Pushing the bodily limits of {hardware} is all the time a enjoyable story, however I used to be positively blown away after I noticed this poster at Supercomputing. Preferred Networks, seemingly a spin-out from Tokyo College, is shoving a number of massive chiplets right into a single PCIe card for peak efficiency, peak energy, and it appears to be like like they’re able to deploy over 10,000 of those playing cards right into a customized supercomputer.

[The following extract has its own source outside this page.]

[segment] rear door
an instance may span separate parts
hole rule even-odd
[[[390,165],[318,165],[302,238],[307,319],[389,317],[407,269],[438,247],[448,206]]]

Preferred Networks: A 500 W Custom PCIe Card using 3000 mm2 Silicon

Let’s begin with the package deal, which is available in at 7225 mm2. It is a typical BGA package deal, with different 6457 pins. Throughout the package deal are 4 silicon die, constructed on TSMC 12FFC, every of them 756.7 mm2 (32.2 mm x 23.5 mm), which signifies that this processor totals 3026.8 mm2 of silicon. That’s a far cry from the 800 mm2 of silicon utilized in high-end compute GPUs, and even the 1000 mm2+ utilized in high-end EPYC CPUs. Essentially that is an astonishing quantity to get your head round, particularly for one thing that’s meant to go onto a PCIe card.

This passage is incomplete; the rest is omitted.